If you’ve tried reward and punishment systems (sticker charts, tokens, bribes, “consequences”) with your child and they don’t seem to work, read on! All too often, parents are told that they just need to be more consistent and their child will fall into line with the reward and punishment system. But, try as you might, it’s not working – and it’s not going too well at school either!
So, what’s up with that? Why do some kids thrive on a “token economy” (another word for rewards and punishments) and some kids actually seem to get worse? Is it really the parents’ fault for not being consistent or firm enough? Is the child just manipulating everyone to get what they want? Or worse, is the child simply “oppositional”?
Dr. Ross Greene, in his book “The Explosive Child” offers another way to look at “misbehavior.” He suggests that “Kids Do Well If They Can”TM and if they are not doing well, then something is getting in the way. He talks about “lagging skills” and “unsolved problems” and the difficulty some kids have accessing coping skills in certain environments and situations. To learn more about his theory, and his plan for solving problems, called Collaborative Proactive Solutions (CPS) pick up a copy of his book or visit his website: www.livesinthebalance.org.
Let’s think about this theory of lagging or lacking skills. Imagine you are driving in a remote area, and suddenly have a flat tire. You realize you don’t have your phone with you, and even worse, you don’t have a jack in the trunk. You literally have no way to fix your car, or even get help. Then, imagine that a police car drives up. Your first feeling is one of relief – here is someone who can help! Let’s imagine, though, that instead of offering help, the police officer says, “It’s time to fix that flat. If you don’t get it fixed in the next 30 minutes, we’ll tow your car and it will cost you $5000 to get it back.”
Now, how do you feel?
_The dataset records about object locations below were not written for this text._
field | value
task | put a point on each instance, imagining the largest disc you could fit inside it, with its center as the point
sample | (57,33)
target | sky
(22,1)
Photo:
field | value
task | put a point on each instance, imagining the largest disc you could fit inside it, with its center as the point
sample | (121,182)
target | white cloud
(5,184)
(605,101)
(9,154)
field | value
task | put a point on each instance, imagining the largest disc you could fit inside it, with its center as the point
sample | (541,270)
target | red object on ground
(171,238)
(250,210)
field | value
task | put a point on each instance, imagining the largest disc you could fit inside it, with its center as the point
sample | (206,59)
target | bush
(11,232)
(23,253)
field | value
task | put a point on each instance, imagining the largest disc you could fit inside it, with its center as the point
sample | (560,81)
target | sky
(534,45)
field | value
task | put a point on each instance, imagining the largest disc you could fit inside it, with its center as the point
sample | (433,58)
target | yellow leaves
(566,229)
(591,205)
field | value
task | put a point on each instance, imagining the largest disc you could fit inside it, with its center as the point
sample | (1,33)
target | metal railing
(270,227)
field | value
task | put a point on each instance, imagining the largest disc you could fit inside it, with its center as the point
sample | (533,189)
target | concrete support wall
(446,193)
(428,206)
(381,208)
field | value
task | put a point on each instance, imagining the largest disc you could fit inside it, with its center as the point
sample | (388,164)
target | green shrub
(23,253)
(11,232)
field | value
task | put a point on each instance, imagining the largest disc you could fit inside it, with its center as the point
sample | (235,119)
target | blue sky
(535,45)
You’re going to get a “consequence” if you don’t fix the flat. But, can you fix the flat? No, you’re still in the same position you were moments before. You don’t have the tools that you need to do the job. And perhaps even more frustrating, the person you thought would help you is threatening you instead, and leaving you on your own to figure out what to do.
“Sure,” you may think, “threats of punishment can be very de-motivating.” So, let’s imagine further that another police car drives up, and this officer says, “No, no, let’s not punish for a flat tire. This person needs some positive motivation. Tell you what: you get that flat tire fixed in the next 30 minutes and we’ll give you a $5000 dollars. And, here's a mat to kneel on while you fix it.”
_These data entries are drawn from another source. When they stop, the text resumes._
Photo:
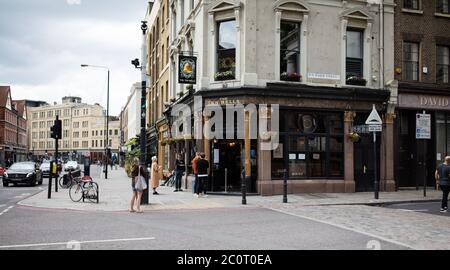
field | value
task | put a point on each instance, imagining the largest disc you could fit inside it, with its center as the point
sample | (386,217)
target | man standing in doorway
(202,167)
(442,176)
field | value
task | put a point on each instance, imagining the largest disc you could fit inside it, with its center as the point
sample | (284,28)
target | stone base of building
(275,187)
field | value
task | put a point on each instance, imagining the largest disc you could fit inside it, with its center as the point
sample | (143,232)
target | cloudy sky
(43,43)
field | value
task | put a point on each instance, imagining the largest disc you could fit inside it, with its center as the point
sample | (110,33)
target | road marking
(6,210)
(80,242)
(345,228)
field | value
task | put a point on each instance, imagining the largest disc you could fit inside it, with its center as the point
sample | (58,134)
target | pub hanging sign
(187,69)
Are you able now to fix your flat? No. You still don’t have the tools. And, you are likely becoming highly frustrated, perhaps agitated, and even less able to think of a solution to your problem. The only “help” offered by the authority figures is threats or promises, and an unhelpful solution. But none of that actually gives you what you need to fix the flat.
This is the position our kids find themselves in frequently. Unable to accomplish a task, and feeling hounded by authority figures that, instead of helping, impose rewards and punishments. Is it really any wonder that they begin to give up, fight back, become oppositional and have meltdowns? Not really, if you realize that they simply do not have the skills to do what is expected of them.
So, does this mean we just stop expecting? No, we keep our high expectations for our children and we help them acquire the skills they need to accomplish what they need to do.
There are many roads to skills teaching, and CPS is an excellent choice. While working together with an adult to find solutions to problems, kids gain skills in frustration tolerance, cognitive flexibility and problem-solving. These are life-long skills that will also help them learn to comply with directions and figure out what to do when they are having difficulties. And, perhaps most importantly, it will help them keep their cool when problems arise.
Do yourself and your family a favor by exploring Collaborative Proactive Solutions (also called Collaborative Problem Solving) and learning what a tremendous difference in can make in your lives.
For further reading:
"Changeable: How Collaborative Problem Solving Changes Lives at Home, at School, and at Work" by J. Stuart Ablon, PhD
“The Explosive Child” by Ross Greene, PhD
“Lost at School” by Ross Greene, PhD
Love the flat-tire analogy. That is also how you feel as a parent. There may be a lot of resources out there, but they sure seem difficult to access. Thanks for this post.